Astronomy is useful because it raises us above ourselves; it is useful because it is grand; … It shows us how small is man’s body, how great his mind, since his intelligence can embrace the whole of this dazzling immensity, where his body is only an obscure point, and enjoy its silent harmony Henri Poincare
Exoplanets are generally expected to be cloudy. Particularly for tidally locked exoplanets, the formation and subsequent transport of clouds from one side of the planet to the other might lead to asymmetry in the size, structure, and composition of the planet’s two transit limbs. I plan to search for these asymmetries using JWST. In particular, I am part of the JWST/NIRCam Transiting Exoplanet GTO team and will search for limb asymmetry in our GTO targets.
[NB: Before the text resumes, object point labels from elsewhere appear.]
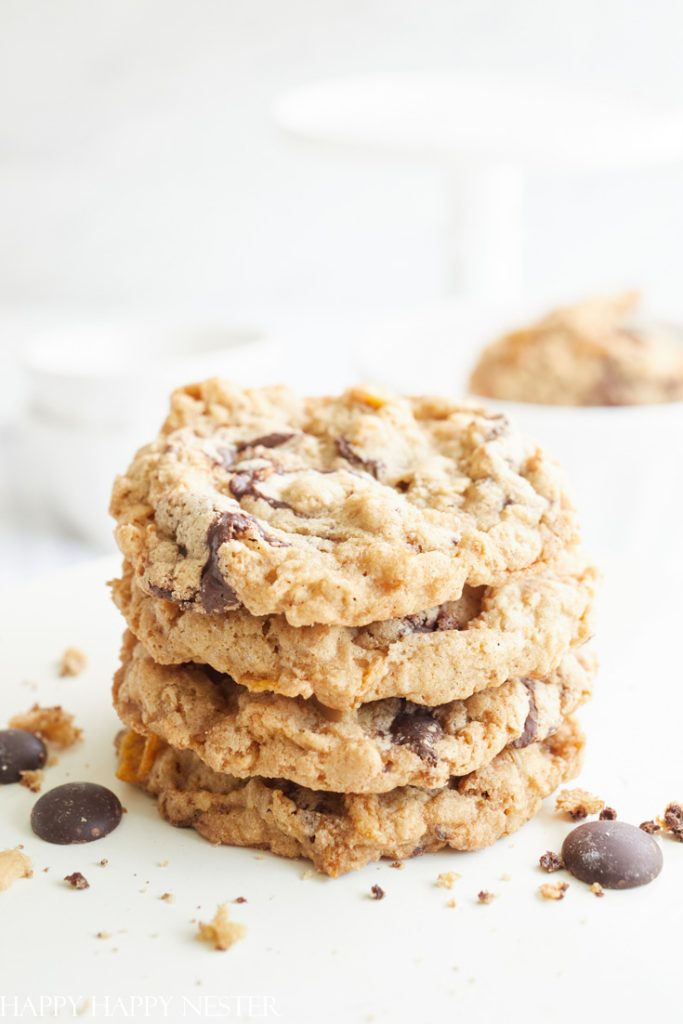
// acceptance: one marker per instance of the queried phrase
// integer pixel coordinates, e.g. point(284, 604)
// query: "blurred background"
point(170, 207)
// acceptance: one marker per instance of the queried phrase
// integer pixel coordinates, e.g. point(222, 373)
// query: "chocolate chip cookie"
point(383, 744)
point(587, 354)
point(333, 510)
point(522, 628)
point(339, 833)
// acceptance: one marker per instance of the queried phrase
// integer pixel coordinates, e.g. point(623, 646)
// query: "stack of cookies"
point(355, 624)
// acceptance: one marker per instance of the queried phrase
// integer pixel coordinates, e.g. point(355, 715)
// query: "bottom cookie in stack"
point(415, 779)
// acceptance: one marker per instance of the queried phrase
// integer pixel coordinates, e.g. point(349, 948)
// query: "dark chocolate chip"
point(77, 881)
point(76, 812)
point(419, 730)
point(372, 466)
point(267, 440)
point(19, 751)
point(613, 853)
point(530, 730)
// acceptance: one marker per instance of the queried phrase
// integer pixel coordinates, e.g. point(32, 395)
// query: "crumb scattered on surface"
point(446, 880)
point(73, 662)
point(13, 865)
point(77, 881)
point(53, 725)
point(554, 890)
point(221, 933)
point(579, 804)
point(550, 861)
point(32, 779)
point(672, 822)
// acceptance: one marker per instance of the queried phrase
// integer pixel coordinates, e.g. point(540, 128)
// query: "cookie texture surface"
point(339, 833)
point(588, 354)
point(522, 628)
point(383, 744)
point(341, 510)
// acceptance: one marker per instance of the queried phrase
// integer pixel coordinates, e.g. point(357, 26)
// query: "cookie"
point(341, 833)
point(521, 628)
point(383, 744)
point(339, 511)
point(588, 354)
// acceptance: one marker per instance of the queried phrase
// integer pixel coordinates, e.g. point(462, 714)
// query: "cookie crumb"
point(554, 890)
point(550, 861)
point(578, 804)
point(446, 880)
point(73, 662)
point(53, 725)
point(32, 779)
point(221, 933)
point(672, 822)
point(13, 865)
point(77, 881)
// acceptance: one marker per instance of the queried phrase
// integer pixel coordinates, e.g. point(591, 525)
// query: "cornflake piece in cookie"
point(550, 861)
point(74, 660)
point(53, 725)
point(553, 890)
point(672, 822)
point(578, 804)
point(221, 933)
point(446, 880)
point(13, 865)
point(77, 881)
point(32, 780)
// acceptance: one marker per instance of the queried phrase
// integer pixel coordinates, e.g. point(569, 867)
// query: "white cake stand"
point(487, 133)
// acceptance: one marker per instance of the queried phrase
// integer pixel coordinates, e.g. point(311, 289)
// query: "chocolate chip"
point(372, 466)
point(530, 730)
point(550, 862)
point(267, 440)
point(613, 853)
point(77, 881)
point(19, 751)
point(419, 730)
point(76, 812)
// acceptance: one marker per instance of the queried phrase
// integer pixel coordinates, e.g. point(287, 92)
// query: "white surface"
point(481, 119)
point(321, 948)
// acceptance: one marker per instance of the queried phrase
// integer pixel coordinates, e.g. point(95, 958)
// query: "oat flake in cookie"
point(342, 510)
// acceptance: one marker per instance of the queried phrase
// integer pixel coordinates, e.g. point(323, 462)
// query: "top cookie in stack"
point(380, 595)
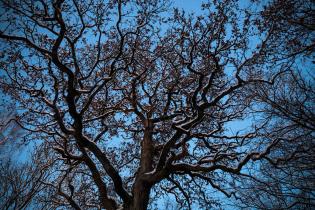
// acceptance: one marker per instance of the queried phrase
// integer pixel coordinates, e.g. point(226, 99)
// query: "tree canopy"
point(131, 102)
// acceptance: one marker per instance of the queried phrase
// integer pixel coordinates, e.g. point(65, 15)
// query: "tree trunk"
point(141, 196)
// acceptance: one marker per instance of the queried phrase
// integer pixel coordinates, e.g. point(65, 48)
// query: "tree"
point(128, 111)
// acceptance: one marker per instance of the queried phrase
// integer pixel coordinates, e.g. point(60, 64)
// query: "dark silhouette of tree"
point(132, 102)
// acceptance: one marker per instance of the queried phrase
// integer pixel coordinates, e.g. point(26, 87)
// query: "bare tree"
point(128, 111)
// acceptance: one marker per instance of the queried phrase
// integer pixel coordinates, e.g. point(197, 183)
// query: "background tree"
point(128, 111)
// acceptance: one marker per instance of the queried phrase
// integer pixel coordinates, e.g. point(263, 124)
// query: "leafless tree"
point(130, 102)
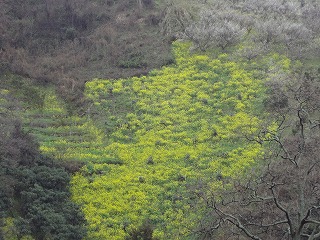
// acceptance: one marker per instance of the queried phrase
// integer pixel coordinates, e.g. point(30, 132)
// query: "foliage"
point(35, 199)
point(280, 197)
point(169, 128)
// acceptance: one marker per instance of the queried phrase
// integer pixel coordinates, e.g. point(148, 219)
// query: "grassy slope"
point(146, 140)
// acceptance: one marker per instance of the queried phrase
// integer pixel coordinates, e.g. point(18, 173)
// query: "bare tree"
point(280, 198)
point(215, 29)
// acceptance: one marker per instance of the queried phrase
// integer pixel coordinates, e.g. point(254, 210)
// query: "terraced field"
point(149, 142)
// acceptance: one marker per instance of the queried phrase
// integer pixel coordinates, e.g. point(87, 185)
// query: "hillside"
point(159, 120)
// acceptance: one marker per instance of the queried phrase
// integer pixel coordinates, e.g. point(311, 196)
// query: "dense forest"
point(159, 119)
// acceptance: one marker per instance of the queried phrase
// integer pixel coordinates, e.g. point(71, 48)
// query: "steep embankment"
point(184, 123)
point(147, 141)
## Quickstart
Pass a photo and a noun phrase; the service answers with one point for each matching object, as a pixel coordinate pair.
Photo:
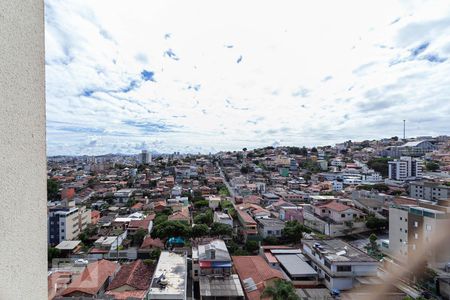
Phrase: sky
(207, 76)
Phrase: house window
(344, 268)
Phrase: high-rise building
(405, 168)
(66, 223)
(419, 230)
(145, 157)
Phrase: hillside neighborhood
(329, 222)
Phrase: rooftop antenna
(404, 129)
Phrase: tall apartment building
(420, 230)
(66, 223)
(405, 168)
(145, 157)
(429, 190)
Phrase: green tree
(375, 223)
(53, 253)
(200, 230)
(169, 229)
(281, 290)
(244, 169)
(292, 232)
(200, 204)
(219, 229)
(139, 236)
(252, 246)
(204, 218)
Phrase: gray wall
(23, 226)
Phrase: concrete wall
(23, 223)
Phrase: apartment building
(429, 190)
(340, 265)
(405, 168)
(420, 230)
(66, 223)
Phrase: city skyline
(196, 77)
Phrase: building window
(344, 268)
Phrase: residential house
(212, 268)
(255, 275)
(339, 264)
(224, 218)
(93, 281)
(170, 277)
(132, 281)
(270, 227)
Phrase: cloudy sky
(207, 76)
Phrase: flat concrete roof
(295, 265)
(173, 267)
(221, 287)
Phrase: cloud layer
(197, 76)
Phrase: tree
(171, 229)
(281, 290)
(201, 204)
(292, 232)
(200, 230)
(204, 218)
(252, 246)
(219, 229)
(432, 166)
(52, 189)
(244, 169)
(375, 223)
(53, 253)
(139, 236)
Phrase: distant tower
(404, 129)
Clouds are fun to gaze at from below, but become one’s worst enemy when trying to observe at a telescope. Similarly, clouds on exoplanets are becoming notorious for blocking insights into exoplanet atmospheres. Furthermore, clouds might actually lead to changes in how we observe an exoplanet over time. If we only observe a planet once, and it changes over time, then we’re missing out on key aspects about the nature of that planet.
My first graduate project aimed to measure the degree of atmospheric variations as they affect a planet’s phase curve. I analyzed three repeated phase curves of the hot Jupiter WASP-43b, observed by Spitzer/IRAC, and looked for any variations in the shape or amplitude of the phase curve between observations. Long story short … there were none! Along with my amazing collaborators, we’re using this observational upper limit on variability to place corresponding limits on how WASP-43b’s clouds might be varying, in terms of their distribution or thickness. We hope to learn how hot Jupiter clouds vary in time, and predict their impact on future phase curve observations. Look for our paper coming out later this year!
This image here shows an example of the three phase curves of WASP-43b 
Over the past twenty-five years, astronomers have discovered thousands of exoplanets. Many are found near orbital resonances, where the orbital periods of adjacent planets are in a near-integer ratio. Also, many planets are what we call “hot Jupiters”, which are giant planets on super short-period orbits that get there due to secular processes. While resonant and secular processes both play a huge role in the evolution of a planetary system, the way they interact with one another is not fully understood.
For my undergraduate thesis and a subsequent article in progress, I set out to explore the interplay between secular and resonant processes. I conducted a suite of N-body simulations using the REBOUND integrator package. We have published our results in MNRAS!